Watchdog timer > 60s in linux embedded - linux

I am using linux watchdog driver /dev/watchdog on a linux embedded system with busy box as user space tools. I want to trigger the watchdog from C/C++ code, which works fine for timeouts up to 60s:
watchdogFD = open( "/dev/watchdog", O_WRONLY );
int timeout = 60;
ioctl( watchdogFD, WDIOC_SETTIMEOUT, &timeout )
However for larger intervals the timeout is accepted, but the watchdog is triggered already after 60s.
The linux watchdog deamon offers a --force parameter to set timeouts larger than 60s (see https://linux.die.net/man/8/watchdog). However the busy box watchdog deamon does not offer this (see https://git.busybox.net/busybox/tree/miscutils/watchdog.c?id=1572f520ccfe9e45d4cb9b18bb7b728eb2bbb571).
Does anyone have a suggestion how to use the same --force option when controlling watchdog using ioctl?

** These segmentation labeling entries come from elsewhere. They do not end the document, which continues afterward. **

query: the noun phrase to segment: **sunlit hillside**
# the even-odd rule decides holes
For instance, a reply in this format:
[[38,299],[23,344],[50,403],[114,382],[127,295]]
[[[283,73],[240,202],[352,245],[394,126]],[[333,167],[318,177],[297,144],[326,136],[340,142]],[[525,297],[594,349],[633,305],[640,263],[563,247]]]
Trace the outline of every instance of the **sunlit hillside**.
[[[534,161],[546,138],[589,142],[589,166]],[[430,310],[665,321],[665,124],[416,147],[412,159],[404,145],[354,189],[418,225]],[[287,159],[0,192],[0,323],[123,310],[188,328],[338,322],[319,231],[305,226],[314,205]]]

Thanks :)

It seems the busybox watchdog daemon you link to is very simple compared to the usual Linux one from here:
https://sourceforge.net/p/watchdog/code/ci/master/tree/
The --force option for the Linux daemon (above) is to override the sanity checks on the polling interval versus the hardware time-out used. It will not change any limits a specific hardware driver/timer has to offer.
Typically the choice of hardware time-out is in the 10-60 second range, depending on how long you can tolerate a major fault (like a kernel panic) persisting for. Then the watchdog daemon that feeds the timer has to poll at an interval that is at least a few seconds shorter so nothing timers out unexpectedly. Between polls it uses nanosleep() so gives up its CPU time, and so the system load for the daemon is proportional to the polling rate and the type of tests that are run.
Without any tests all you protect against is a major fault killing either the daemon or kernel, so usually you should be checking for something else that is essential for normal operations (e.g. a specific process being alive, files being updated, test script can be run, etc) to get the most benefit.

Related

Linux software watchdog configuration

I need to configure linux software watchdog (enabled in kernel configuration - CONFIG_SOFT_WATCHDOG=y, which gives me a new device /dev/watchdog1) such that if enabled and if a watchdog timeout occurs, it can launch a script/binary, instead of rebooting the system. My platform uses systemd and not init and I do not see a watchdog.conf file in /etc
Could not find a solution in how to use linux software watchdog. However, one comment says that " it is very possible to restart single or multiple processes after the watchdog signals that the systems is hanging - you can even ABORT the reboot or do a SOFT-reboot, one is able to configure "test" and "repair"-scripts / binaries which do whatever you want them to do."
How/Where can I configure /dev/watchdog1 so that it launches a script/binary instead of rebooting the system?
Eventually resorting to looking at the kernel source for watchdog drivers helped clear things for me. There is no way to configure /dev/watchdog1 or a kernel watchdog driver (hardware or software(softdog)), to be precise, to launch a script/binary instead of causing a system reboot. For this purpose, if feasible, you will have to write your own watchdog driver. The "launching script/binary" configuration that I was led to chase is associated with application space "watchdog daemon" (and has nothing to do with kernel's watchdog driver's configuration/behavior) which can launch a custom script to test your system health and try to fix things before a system reboot is necessary.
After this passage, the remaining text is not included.